CloudTask

Parallel batch execution with auto-launched cloud servers

Author: Liraz Siri <liraz@turnkeylinux.org>
Date: 2012-12-19
Manual section:8
Manual group:misc

SYNOPSIS

cat jobs | cloudtask [ -opts ] [ command ]

cloudtask [ -opts ] --resume=SESSION_ID cloudtask [ -opts ] --retry=SESSION_ID

DESCRIPTION

Remotely execute in parallel a batch of commands over SSH while either automatically allocating cloud servers as required, or using a pre-configured list of servers.

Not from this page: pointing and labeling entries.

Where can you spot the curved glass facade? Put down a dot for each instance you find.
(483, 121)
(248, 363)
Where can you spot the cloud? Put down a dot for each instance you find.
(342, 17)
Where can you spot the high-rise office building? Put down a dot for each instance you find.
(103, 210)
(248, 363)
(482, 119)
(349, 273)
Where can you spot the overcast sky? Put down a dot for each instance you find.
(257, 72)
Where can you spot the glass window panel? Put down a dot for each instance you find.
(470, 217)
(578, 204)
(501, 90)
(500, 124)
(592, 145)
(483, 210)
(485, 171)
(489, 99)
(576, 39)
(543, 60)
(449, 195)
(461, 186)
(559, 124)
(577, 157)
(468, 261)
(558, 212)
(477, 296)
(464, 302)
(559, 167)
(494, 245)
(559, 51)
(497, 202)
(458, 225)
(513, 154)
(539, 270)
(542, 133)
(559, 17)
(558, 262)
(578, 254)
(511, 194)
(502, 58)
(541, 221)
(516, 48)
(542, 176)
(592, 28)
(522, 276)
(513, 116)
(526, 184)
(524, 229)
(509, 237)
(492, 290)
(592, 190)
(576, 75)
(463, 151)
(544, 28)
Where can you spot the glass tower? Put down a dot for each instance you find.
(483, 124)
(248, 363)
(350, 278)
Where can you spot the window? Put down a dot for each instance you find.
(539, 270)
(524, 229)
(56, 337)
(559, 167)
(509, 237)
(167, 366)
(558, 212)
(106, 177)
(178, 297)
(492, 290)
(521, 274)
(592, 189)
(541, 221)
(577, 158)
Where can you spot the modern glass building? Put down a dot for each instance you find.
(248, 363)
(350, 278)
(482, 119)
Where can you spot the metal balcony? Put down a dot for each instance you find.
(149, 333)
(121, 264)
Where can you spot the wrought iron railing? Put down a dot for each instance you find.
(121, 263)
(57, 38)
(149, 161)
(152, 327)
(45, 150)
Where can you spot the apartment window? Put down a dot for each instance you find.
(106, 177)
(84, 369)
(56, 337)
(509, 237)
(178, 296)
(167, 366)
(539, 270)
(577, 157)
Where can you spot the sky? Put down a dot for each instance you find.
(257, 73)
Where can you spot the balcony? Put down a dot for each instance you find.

Cloudtask reads job inputs from stdin, each job input on a separate line containing one or more command line arguments. For each job, the job arguments are appended to the configured command and executed via SSH on a worker.

BACKGROUND

Many batch tasks can be easily broken down into units of work that can be executed in parallel. On cloud services such as Amazon EC2, running a single server for 100 hours costs the same as running 100 servers for 1 hour. In other words, for problems that can be parallelized this makes it advantageous to distribute the batch on as many cloud servers as required to finish execution of the job in just under an hour. To take full advantage of these economics an easy to use, automatic system for launching and destroying server instances reliably on demand and distributing work amongst them is required.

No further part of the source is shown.